The Course describes this as false, or erroneous, because it misrepresents the true nature of our existence as being part of the interconnected whole of Creation, in which we cannot be separated from God or from one another. Creation is seamless.

We can think of the miracle as a kind of spiritual intervention, which enables us to recognize our dysfunctional reliance on perception, and become to a new way of thinking. Miracles are catalysts, causing the mind to shift from fear to love, and from conflict to peace. Miracles rearrange our thoughts by teaching us to recognize the underlying belief system from which they arise.

We are taught to disregard the egoic emphasis on separation, and to rely instead on the Holy Spirit’s gentle insistence on unity and oneness, which are gifts from God to us.

To the extent we accept and participate in this realignment of perception, we rest with one another under the Atonement principle.

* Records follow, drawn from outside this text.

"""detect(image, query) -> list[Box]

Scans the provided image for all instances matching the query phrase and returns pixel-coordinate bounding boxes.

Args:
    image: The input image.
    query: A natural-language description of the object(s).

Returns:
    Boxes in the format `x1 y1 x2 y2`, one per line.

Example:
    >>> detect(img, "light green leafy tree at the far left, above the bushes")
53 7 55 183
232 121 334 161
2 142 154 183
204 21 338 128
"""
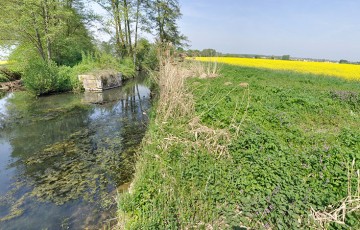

We acknowledge our true selves and refuse to deny our Creator. We recognize that fear and guilt arise in misperception, and are sustained by our unwillingness to correct that misperception. We see clearly that we are doing this to ourselves.

The Atonement principle is the recognition that separation is an illusion and that we are, in fact, eternally united with God and with each other, where “other” includes black bears, bumble bees and atoms.

Healed perception allows us to attain “knowledge of the Divine Order.” This means we understand and experience reality as it truly is – as an expression of God’s Will, endlessly bringing forth love. The world is seen as it truly is – perfectly innocent – and all our brothers and sisters share in that innocence with us. Only the false thinking of the ego stands in the way of this understanding.

In summary, this ACIM passage suggests that a miracle is a shift in perception from fear to love, from separation to unity, enabled by divine influence. This shift heals our perception, aligns us with the truth of our oneness with the Divine, and allows us to experience and understand the world as an expression of this divine unity.

Finally, Jesus clearly identifies himself as an intercessor in this principle. Ego is no joke, and the work we undertake cannot be done alone. We need help. By reminding us of his presence, Jesus also reminds us that none of us are alone. The Atonement principle is not exclusive – it is for all of us. Otherwise it would merely be another tool of the ego.